La participación ciudadana apenas superó el 13 %. Y sin embargo, con ese porcentaje mínimo se concretó el control absoluto del Poder Judicial por parte del oficialismo. La Corte, el Tribunal Electoral, el nuevo Tribunal de Disciplina y decenas de magistraturas y juzgados federales quedaron en manos afines al gobierno. Se desmantelaron, en cuestión de semanas, estructuras que tardamos décadas en construir.
Desde el 12 de mayo, en columnas de opinión y reportes periodísticos, se advirtió sobre una operación político-electoral para imponer candidaturas específicas. Esos nombres luego aparecieron impresos en acordeones distribuidos masivamente días antes de la jornada electoral e incluso el propio día de la elección. Y fueron exactamente esas personas las que resultaron electas. ¿Casualidad? Imposible. Fue una estrategia orquestada desde el poder, ejecutada con recursos públicos y validada por las autoridades electorales bajo el falso argumento de que las irregularidades eran “focalizadas”.
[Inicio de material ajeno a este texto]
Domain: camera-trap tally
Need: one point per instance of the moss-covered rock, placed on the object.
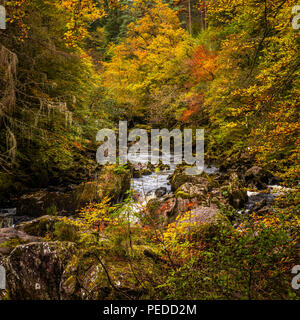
(34, 270)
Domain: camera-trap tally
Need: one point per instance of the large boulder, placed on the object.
(10, 238)
(257, 177)
(34, 270)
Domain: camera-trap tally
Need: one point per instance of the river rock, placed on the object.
(256, 177)
(160, 192)
(10, 238)
(34, 270)
(113, 182)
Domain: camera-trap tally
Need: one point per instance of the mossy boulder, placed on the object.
(34, 270)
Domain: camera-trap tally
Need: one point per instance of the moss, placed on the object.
(40, 227)
(183, 195)
(12, 243)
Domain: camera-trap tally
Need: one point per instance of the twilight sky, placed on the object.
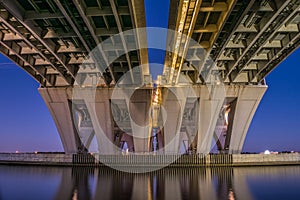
(26, 125)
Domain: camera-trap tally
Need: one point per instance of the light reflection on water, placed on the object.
(27, 182)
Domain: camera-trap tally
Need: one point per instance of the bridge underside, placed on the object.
(238, 43)
(192, 119)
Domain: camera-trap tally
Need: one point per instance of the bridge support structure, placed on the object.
(189, 117)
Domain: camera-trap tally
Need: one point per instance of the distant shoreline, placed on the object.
(96, 160)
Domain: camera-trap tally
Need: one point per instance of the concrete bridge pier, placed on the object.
(248, 99)
(57, 101)
(211, 100)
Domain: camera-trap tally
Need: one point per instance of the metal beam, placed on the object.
(115, 11)
(95, 11)
(80, 9)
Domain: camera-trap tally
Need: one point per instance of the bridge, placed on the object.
(213, 80)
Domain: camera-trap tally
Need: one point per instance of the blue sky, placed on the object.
(26, 125)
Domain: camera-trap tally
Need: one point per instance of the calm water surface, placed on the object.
(23, 182)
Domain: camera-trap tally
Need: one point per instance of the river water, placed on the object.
(34, 182)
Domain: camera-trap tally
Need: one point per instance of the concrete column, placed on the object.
(139, 106)
(211, 101)
(174, 100)
(248, 99)
(57, 102)
(98, 106)
(141, 187)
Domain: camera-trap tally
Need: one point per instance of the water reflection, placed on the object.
(22, 182)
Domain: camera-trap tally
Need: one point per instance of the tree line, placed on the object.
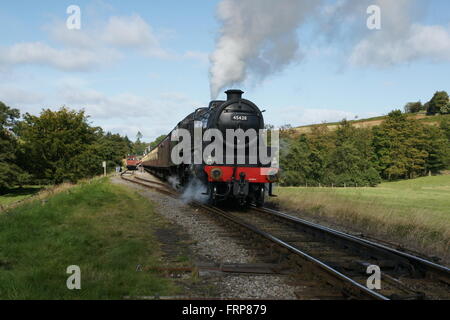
(55, 147)
(439, 104)
(399, 148)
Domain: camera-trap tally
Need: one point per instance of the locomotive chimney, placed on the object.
(234, 94)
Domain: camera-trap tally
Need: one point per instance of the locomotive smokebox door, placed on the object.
(240, 188)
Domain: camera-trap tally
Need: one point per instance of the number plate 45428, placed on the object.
(239, 118)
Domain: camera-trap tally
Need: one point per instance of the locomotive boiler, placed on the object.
(246, 179)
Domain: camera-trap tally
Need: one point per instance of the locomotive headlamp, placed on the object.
(216, 174)
(272, 176)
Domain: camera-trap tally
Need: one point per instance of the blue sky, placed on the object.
(143, 65)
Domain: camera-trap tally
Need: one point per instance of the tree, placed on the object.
(413, 107)
(400, 146)
(60, 146)
(439, 103)
(350, 163)
(10, 174)
(139, 136)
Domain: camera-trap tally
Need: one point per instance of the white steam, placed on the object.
(193, 191)
(258, 37)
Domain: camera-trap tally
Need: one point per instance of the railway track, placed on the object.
(340, 258)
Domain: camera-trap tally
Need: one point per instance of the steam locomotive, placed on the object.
(246, 182)
(132, 162)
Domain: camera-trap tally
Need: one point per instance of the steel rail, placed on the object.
(346, 282)
(423, 264)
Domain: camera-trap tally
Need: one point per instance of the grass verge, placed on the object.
(18, 194)
(104, 229)
(415, 213)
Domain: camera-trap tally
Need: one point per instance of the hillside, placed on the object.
(371, 122)
(414, 213)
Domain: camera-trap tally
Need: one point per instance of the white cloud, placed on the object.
(297, 116)
(91, 47)
(420, 42)
(133, 32)
(38, 53)
(400, 40)
(16, 96)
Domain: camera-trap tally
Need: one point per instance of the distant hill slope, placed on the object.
(371, 122)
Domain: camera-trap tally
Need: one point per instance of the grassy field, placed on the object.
(370, 122)
(415, 213)
(104, 229)
(18, 194)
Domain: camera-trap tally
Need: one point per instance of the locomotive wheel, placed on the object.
(212, 196)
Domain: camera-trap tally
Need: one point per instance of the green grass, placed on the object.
(413, 212)
(18, 194)
(104, 229)
(433, 119)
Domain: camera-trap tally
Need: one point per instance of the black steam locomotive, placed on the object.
(248, 182)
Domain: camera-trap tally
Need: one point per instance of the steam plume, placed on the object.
(258, 37)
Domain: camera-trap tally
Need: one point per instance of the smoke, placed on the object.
(193, 191)
(258, 37)
(174, 182)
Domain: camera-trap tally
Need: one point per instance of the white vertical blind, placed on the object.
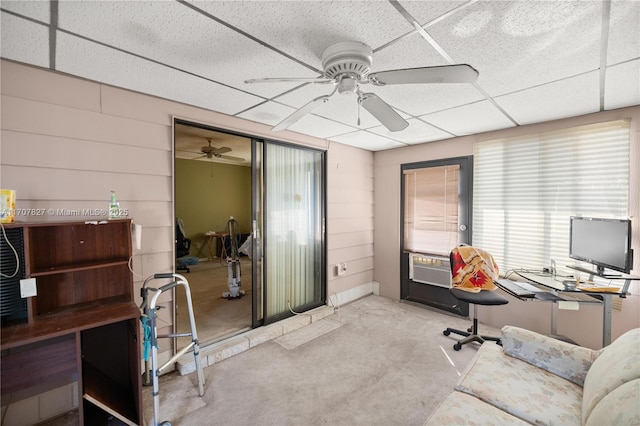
(526, 188)
(293, 227)
(431, 209)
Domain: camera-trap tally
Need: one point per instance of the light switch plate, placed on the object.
(28, 288)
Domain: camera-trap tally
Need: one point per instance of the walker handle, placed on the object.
(163, 275)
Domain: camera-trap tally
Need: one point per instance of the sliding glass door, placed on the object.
(290, 224)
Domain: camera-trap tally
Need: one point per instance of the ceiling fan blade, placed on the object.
(290, 80)
(460, 73)
(383, 112)
(301, 112)
(222, 150)
(229, 157)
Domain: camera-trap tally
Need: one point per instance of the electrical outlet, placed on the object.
(341, 268)
(28, 288)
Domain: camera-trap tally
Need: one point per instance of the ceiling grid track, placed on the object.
(445, 55)
(604, 45)
(53, 31)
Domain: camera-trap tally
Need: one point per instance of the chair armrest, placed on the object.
(560, 358)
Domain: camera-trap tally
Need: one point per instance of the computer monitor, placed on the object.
(605, 243)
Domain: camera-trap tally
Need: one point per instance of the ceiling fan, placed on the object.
(347, 65)
(211, 152)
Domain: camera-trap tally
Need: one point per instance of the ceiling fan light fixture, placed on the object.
(348, 85)
(347, 57)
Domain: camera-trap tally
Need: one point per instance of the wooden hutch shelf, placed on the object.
(82, 325)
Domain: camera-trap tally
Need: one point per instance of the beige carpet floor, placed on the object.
(375, 361)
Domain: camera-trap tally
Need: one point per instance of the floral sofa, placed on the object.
(535, 379)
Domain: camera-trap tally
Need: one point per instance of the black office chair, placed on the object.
(470, 277)
(183, 244)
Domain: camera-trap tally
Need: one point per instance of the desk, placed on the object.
(555, 285)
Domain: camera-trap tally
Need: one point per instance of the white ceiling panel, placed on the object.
(303, 29)
(420, 99)
(38, 10)
(366, 140)
(410, 52)
(624, 31)
(341, 108)
(174, 34)
(538, 59)
(623, 85)
(565, 98)
(270, 113)
(417, 132)
(319, 127)
(426, 11)
(24, 41)
(95, 62)
(473, 118)
(521, 44)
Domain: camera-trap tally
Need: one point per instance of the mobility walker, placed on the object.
(233, 263)
(148, 320)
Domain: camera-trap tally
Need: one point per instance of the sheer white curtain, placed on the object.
(293, 240)
(431, 209)
(526, 188)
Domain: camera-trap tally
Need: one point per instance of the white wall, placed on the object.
(66, 142)
(583, 326)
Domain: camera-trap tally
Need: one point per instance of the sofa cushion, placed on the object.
(620, 407)
(521, 389)
(617, 364)
(463, 409)
(569, 361)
El problema no fue una casilla mal computada. Fue un proceso entero manipulado desde el origen. Y eso tiene consecuencias profundas. Primero, porque deja al país con un Poder Judicial sin legitimidad ni pluralidad. Segundo, porque impone un modelo de justicia subordinada, sin independencia, sin filtros técnicos, sin garantías reales. Tercero, porque desalienta la carrera judicial: hoy, para llegar, hay alinearse políticamente para poder estar en el acordeón.
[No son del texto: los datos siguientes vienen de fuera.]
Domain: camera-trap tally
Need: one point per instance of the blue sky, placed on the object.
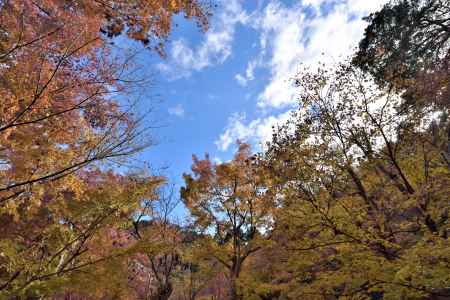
(234, 81)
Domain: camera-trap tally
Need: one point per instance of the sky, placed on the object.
(235, 81)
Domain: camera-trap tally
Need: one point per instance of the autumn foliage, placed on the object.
(349, 200)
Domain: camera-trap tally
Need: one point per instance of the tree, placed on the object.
(364, 206)
(228, 201)
(403, 38)
(67, 117)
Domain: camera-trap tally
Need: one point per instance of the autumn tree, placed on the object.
(404, 38)
(230, 204)
(364, 205)
(66, 117)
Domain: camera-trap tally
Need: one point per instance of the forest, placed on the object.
(350, 198)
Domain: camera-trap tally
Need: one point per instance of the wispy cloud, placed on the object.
(307, 33)
(214, 49)
(292, 35)
(258, 131)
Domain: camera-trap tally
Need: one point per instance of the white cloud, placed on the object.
(291, 37)
(258, 131)
(214, 49)
(177, 110)
(249, 75)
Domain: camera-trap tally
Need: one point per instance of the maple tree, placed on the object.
(67, 117)
(228, 200)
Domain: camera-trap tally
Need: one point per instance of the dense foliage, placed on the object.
(349, 200)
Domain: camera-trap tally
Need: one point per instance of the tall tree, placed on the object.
(404, 38)
(66, 117)
(229, 202)
(363, 194)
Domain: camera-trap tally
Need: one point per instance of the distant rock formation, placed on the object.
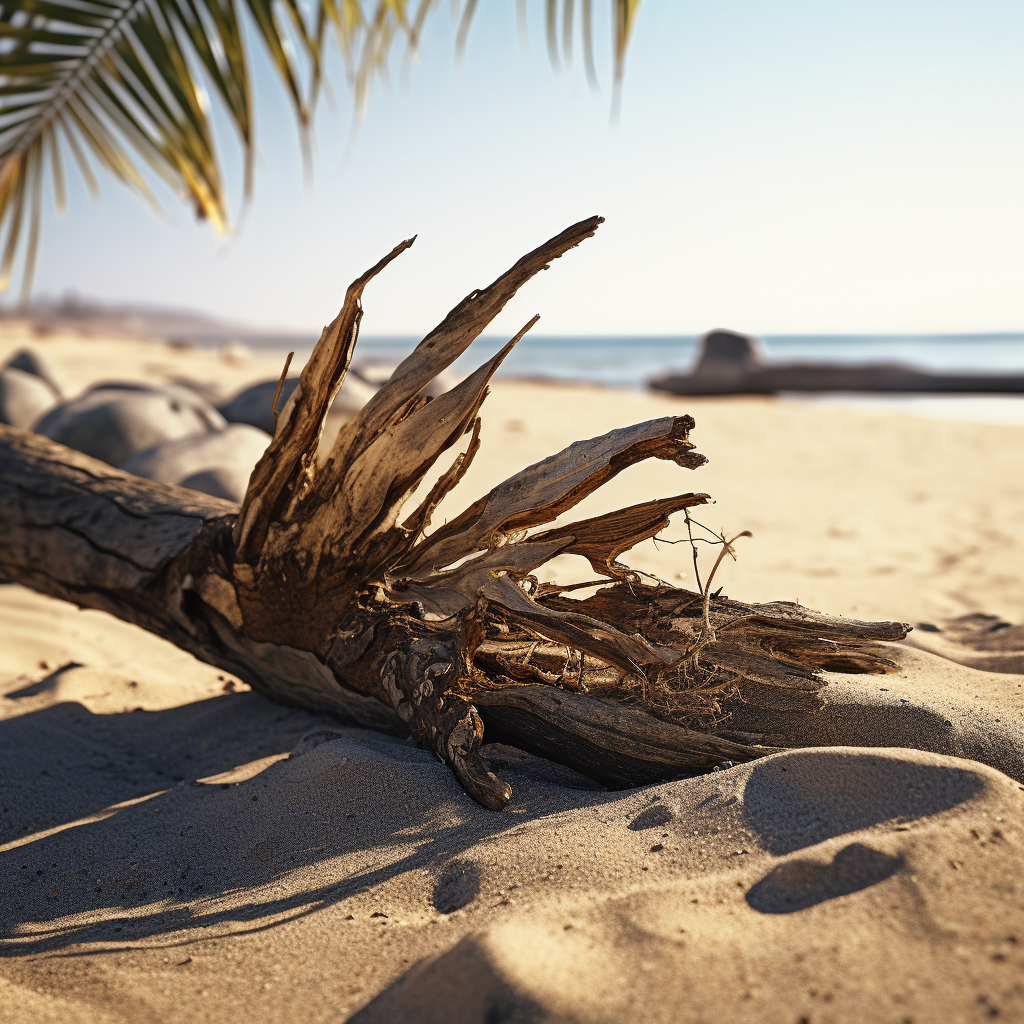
(731, 364)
La nueva Suprema Corte ya no cuenta con Salas especializadas, sino que concentra todo en un Pleno reducido, sobrecargado y políticamente homogéneo. Los cambios no fortalecen la impartición de justicia: la sofocan. El Consejo de la Judicatura Federal fue eliminado y sustituido por órganos mal diseñados, sin contrapesos, con atribuciones amplísimas y con nombramientos cruzados entre poderes. Y el nuevo Tribunal de Disciplina Judicial puede sancionar a personas juzgadoras sin derecho a impugnar, bajo causales ambiguas, lo que abre la puerta a la persecución política por el sentido de sus fallos.
No solo está en juego la independencia judicial. Está en riesgo la certeza jurídica. Empresas nacionales y extranjeras ya lo advierten: se ha debilitado la confianza en el cumplimiento de la ley. Muchas están optando por mecanismos de arbitraje internacional, y ya se reportan impactos en los mercados financieros, en la inversión y en la calificación de riesgo del país. Porque sin un Poder Judicial autónomo y confiable, no hay economía que resista.
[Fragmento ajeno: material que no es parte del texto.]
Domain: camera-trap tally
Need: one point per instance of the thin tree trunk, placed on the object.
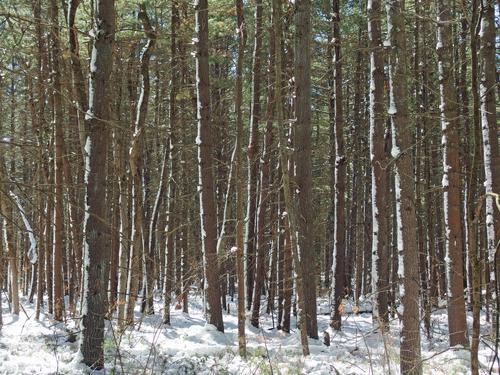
(96, 231)
(253, 154)
(241, 35)
(208, 214)
(451, 178)
(302, 70)
(58, 163)
(491, 154)
(338, 267)
(405, 190)
(137, 167)
(380, 246)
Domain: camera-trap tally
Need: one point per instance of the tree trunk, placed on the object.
(208, 214)
(380, 247)
(451, 178)
(253, 154)
(58, 163)
(405, 190)
(302, 69)
(490, 131)
(241, 35)
(96, 231)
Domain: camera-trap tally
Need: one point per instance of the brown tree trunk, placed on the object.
(253, 155)
(491, 154)
(208, 214)
(302, 69)
(380, 246)
(58, 163)
(96, 231)
(238, 178)
(405, 190)
(340, 176)
(451, 178)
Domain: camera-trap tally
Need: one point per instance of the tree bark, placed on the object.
(380, 247)
(405, 190)
(208, 214)
(253, 153)
(451, 178)
(302, 69)
(241, 35)
(96, 249)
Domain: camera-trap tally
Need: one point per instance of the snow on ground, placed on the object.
(190, 346)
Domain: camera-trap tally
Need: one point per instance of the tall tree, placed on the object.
(208, 214)
(404, 188)
(290, 206)
(302, 68)
(490, 132)
(451, 177)
(58, 161)
(380, 245)
(96, 250)
(338, 267)
(241, 35)
(253, 152)
(137, 166)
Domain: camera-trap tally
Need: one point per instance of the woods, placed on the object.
(271, 171)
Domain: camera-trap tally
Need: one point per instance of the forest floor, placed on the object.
(190, 346)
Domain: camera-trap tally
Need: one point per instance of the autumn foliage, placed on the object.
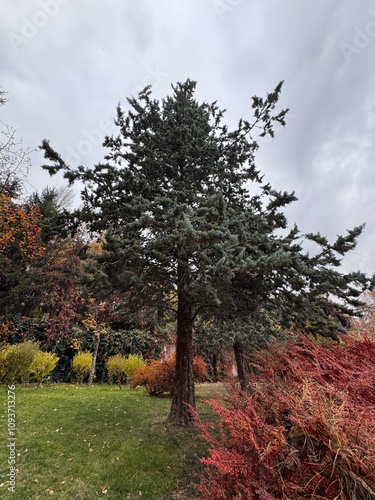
(306, 432)
(19, 230)
(158, 377)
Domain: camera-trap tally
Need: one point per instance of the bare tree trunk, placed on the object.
(184, 392)
(94, 356)
(238, 354)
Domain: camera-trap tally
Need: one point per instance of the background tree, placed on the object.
(181, 226)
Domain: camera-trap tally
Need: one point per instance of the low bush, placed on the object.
(16, 361)
(307, 431)
(81, 365)
(158, 377)
(116, 368)
(132, 364)
(42, 365)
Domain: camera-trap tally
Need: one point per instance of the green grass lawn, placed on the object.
(81, 443)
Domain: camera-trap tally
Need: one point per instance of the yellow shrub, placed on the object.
(42, 365)
(81, 365)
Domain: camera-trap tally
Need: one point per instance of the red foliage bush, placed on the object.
(306, 432)
(158, 377)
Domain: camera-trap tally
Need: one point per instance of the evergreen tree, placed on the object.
(181, 227)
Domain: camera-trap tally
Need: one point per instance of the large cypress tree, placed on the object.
(180, 223)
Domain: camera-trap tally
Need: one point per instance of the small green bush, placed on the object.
(132, 364)
(42, 365)
(81, 365)
(116, 368)
(16, 361)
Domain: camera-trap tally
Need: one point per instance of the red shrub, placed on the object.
(306, 432)
(158, 377)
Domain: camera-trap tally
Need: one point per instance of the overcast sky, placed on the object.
(66, 64)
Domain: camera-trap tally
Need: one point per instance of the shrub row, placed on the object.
(158, 377)
(307, 431)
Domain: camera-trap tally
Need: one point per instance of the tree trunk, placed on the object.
(183, 393)
(94, 356)
(238, 354)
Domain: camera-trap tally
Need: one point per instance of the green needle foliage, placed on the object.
(181, 228)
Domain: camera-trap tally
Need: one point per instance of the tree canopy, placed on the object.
(189, 226)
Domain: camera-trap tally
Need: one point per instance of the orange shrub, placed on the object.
(158, 377)
(307, 431)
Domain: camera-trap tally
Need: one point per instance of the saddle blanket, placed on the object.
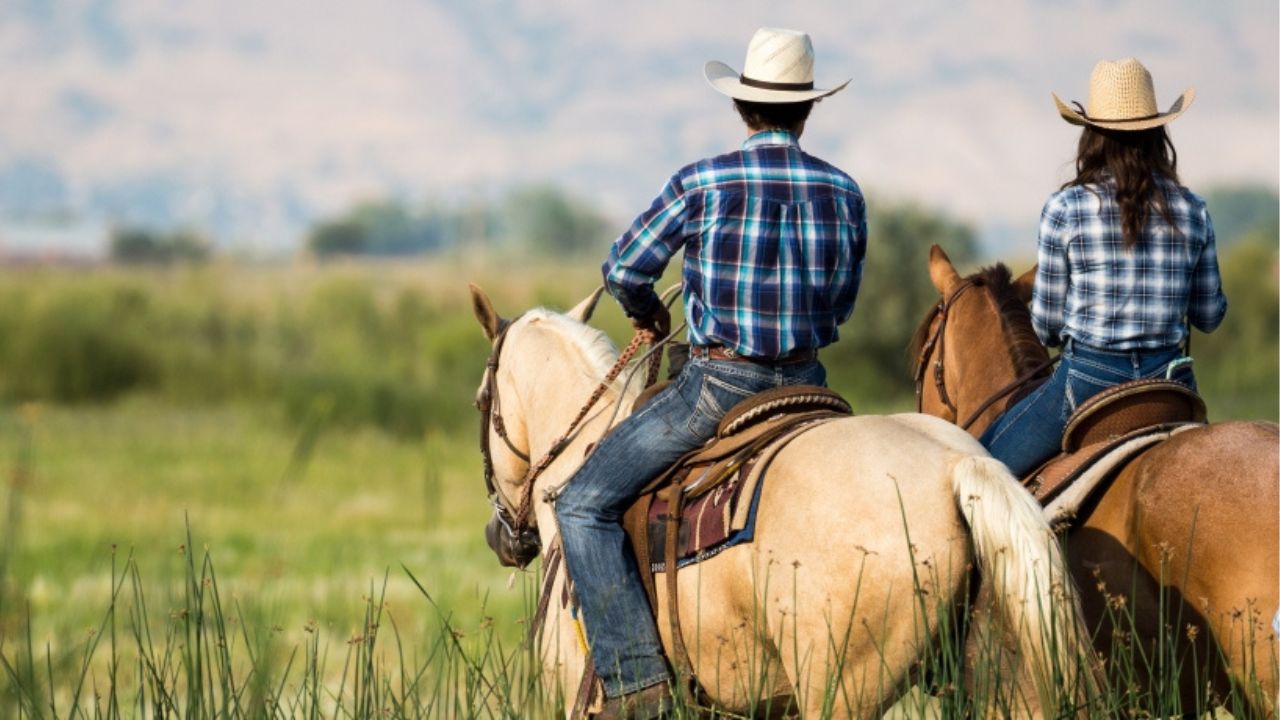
(711, 523)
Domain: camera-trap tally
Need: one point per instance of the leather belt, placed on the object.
(721, 352)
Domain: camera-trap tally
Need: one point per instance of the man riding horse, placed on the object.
(773, 244)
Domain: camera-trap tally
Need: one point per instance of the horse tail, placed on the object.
(1028, 582)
Esto no es una “democratización” de la justicia. Es su captura. Y el mensaje institucional ha sido devastador: pueden imponerse listas, operar estructuras paralelas, despedir sin proceso, sancionar sin defensa. Aquí no pasa nada.
Pero sí está pasando. Y lo que está en juego es demasiado importante como para normalizarlo. No se trata solo de quién juzga, sino de cómo y para quién se imparte justicia en México. Resistir no es un acto simbólico: es una obligación frente a la historia. La legitimidad, la democracia y el Estado de derecho no se pierden de golpe. Se erosionan elección tras elección, reforma tras reforma. O los defendemos hoy, o mañana ya no habrá nada que defender, pues lo habremos perdido todo.